Just to update the email list for posterity on the rare process crash that I saw in production of a server app that launched many thousands of short-lived processes...

Matthew Flatt kindly did some debugging, and, if I understand correctly, the cause he found was a combination of the app's Linux servers using address space randomization, and the app's code having thunder thighs. On very rare occasions, the planets would align just wrong, and randomization would mean that the address range of the app's stack would be pushed outside the range that the GC expected. Or something like that.

The app developers are currently stress-testing the code with address space randomization disabled on a test server. So far they haven't been able to elicit another crash.

We also will be making this app more svelte on the stack, now that the Dr. has pointed out the weight problem.

I wanted to mention that no fault of Racket is implicated here, and that Racket has been nicely reliable for this app...

I believe that any huge stack frames of this app are due to historical peculiarities of the apps's code, not a fault of Racket. The code has been in production for years, and (p)reinvented a few wheels that it would not need to with contemporary Racket.

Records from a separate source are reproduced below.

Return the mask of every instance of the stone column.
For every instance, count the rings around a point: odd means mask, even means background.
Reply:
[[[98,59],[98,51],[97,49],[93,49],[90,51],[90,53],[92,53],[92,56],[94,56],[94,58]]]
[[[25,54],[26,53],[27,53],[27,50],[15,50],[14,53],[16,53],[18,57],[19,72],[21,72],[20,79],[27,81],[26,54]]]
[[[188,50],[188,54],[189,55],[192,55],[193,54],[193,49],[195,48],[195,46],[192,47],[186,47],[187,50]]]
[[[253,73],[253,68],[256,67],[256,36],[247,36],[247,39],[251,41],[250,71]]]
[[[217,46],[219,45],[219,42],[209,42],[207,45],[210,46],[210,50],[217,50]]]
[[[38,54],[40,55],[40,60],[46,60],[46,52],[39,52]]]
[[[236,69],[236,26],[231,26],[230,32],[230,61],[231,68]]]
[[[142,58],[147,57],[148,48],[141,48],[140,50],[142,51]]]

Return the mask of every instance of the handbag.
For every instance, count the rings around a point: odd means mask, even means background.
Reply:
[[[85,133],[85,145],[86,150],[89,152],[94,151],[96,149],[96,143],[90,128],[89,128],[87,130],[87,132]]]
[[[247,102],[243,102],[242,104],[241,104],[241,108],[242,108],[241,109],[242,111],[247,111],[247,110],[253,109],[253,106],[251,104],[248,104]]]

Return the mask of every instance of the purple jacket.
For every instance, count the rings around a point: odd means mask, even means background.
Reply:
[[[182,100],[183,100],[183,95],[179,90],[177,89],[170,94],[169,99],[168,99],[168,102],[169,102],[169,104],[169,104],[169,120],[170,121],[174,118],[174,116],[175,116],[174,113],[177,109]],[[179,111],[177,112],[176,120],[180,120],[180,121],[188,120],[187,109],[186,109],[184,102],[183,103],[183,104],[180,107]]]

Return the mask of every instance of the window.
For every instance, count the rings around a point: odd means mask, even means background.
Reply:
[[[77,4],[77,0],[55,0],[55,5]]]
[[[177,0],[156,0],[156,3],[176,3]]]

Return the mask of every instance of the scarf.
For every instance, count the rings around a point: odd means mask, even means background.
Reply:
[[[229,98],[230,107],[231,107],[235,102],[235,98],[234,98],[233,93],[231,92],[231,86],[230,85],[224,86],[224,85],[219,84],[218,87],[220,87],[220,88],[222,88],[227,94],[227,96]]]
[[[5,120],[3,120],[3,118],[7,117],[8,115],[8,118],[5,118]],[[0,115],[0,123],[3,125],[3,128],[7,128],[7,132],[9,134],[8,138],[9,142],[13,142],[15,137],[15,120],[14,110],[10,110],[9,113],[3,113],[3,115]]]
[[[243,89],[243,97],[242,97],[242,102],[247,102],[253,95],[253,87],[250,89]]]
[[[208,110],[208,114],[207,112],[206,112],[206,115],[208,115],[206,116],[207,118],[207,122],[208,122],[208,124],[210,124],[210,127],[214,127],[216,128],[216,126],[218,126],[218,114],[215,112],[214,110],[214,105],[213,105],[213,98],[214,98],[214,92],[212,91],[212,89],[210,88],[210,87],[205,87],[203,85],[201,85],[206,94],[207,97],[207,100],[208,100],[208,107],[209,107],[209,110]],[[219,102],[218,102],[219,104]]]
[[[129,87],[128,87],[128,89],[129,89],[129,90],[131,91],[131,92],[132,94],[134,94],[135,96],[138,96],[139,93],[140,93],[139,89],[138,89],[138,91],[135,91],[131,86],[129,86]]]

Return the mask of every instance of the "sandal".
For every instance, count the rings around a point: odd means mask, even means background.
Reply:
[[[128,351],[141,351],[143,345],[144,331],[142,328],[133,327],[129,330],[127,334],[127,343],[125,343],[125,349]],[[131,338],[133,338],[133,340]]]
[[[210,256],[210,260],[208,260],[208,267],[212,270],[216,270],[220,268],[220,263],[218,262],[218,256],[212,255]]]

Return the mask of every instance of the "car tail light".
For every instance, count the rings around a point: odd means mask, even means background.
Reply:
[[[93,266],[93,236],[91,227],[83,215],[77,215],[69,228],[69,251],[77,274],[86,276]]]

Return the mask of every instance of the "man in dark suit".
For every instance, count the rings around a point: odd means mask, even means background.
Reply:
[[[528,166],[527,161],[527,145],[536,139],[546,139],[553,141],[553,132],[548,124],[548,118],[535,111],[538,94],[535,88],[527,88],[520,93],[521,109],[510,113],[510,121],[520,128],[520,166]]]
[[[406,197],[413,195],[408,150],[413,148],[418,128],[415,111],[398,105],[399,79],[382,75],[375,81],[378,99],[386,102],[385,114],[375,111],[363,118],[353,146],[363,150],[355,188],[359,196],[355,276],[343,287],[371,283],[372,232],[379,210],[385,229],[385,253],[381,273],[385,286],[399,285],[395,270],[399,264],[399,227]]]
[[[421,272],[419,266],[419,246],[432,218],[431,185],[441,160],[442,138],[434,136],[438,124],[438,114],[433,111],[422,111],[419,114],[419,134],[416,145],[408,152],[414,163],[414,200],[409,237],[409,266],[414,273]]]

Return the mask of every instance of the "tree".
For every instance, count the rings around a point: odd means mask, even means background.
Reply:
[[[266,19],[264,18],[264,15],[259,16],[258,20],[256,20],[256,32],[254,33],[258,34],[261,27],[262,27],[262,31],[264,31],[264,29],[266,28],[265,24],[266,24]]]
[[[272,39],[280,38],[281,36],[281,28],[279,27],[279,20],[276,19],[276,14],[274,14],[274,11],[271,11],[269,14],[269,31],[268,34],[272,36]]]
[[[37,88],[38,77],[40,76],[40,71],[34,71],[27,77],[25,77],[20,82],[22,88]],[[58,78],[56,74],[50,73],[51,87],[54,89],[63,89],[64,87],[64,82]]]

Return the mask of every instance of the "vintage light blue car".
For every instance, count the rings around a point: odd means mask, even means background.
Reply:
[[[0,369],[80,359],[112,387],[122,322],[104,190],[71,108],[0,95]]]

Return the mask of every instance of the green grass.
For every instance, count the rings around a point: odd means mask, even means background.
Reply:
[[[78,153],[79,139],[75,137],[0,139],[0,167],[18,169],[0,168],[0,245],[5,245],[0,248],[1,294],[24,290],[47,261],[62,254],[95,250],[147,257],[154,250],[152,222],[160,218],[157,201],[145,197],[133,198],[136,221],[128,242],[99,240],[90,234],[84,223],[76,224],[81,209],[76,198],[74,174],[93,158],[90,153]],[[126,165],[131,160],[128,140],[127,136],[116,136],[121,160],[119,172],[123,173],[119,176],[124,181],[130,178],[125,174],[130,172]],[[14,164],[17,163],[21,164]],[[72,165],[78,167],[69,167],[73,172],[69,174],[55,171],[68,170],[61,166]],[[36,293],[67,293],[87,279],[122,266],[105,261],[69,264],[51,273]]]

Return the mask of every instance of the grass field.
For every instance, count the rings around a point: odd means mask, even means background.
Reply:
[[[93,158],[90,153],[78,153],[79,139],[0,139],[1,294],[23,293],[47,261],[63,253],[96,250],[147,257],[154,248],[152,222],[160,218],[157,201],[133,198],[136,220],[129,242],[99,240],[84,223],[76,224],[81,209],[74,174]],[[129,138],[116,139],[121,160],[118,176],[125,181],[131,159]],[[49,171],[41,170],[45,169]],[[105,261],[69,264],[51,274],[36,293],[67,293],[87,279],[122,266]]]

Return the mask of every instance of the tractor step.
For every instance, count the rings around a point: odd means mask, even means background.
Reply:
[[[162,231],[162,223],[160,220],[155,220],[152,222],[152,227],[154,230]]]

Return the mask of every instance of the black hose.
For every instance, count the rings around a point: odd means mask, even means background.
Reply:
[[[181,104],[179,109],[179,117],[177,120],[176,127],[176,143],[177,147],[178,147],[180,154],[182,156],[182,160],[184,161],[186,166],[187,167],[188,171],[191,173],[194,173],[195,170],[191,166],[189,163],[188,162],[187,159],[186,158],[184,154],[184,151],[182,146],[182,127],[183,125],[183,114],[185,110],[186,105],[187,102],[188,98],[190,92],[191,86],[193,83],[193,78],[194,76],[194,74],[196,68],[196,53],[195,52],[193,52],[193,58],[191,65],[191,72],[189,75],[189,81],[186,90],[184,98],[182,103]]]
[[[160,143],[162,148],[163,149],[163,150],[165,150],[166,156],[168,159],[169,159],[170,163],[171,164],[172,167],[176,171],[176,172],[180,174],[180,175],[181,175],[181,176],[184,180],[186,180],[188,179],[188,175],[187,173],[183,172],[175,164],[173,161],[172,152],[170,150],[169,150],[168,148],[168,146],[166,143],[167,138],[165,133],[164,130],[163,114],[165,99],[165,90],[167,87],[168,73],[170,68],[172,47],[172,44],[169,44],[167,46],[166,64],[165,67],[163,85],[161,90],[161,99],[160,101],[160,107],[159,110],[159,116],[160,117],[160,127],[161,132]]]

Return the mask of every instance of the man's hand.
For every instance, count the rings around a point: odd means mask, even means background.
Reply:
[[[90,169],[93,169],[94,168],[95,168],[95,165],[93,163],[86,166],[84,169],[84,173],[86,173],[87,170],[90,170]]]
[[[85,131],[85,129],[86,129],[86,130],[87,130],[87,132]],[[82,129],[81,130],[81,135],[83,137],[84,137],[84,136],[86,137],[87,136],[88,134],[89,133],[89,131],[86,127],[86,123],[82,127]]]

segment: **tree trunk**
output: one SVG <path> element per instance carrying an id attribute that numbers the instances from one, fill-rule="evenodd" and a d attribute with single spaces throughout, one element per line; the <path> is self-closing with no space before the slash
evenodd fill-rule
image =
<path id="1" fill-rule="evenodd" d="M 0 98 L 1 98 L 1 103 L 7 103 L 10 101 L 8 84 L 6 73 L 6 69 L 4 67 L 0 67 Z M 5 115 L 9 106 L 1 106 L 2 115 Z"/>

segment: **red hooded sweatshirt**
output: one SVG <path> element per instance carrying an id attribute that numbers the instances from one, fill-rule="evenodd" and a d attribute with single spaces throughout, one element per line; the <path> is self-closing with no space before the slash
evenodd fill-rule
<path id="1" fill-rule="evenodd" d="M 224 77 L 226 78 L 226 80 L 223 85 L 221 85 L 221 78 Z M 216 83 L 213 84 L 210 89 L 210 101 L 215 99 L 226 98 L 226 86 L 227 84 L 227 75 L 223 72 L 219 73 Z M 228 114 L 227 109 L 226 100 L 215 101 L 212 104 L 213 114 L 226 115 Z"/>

Some Googling suggests that people have encountered a similar problem with address space randomization messing things up for the official Java JVM. You can also find occasional mentions of this if you Google for it with the names of some other language implementations. I think it's not a well-known problem, and an app developer needs to have enough volume to encounter the problem, followed by the will to investigate a crash rather than consider the occasional freak crash to be acceptable.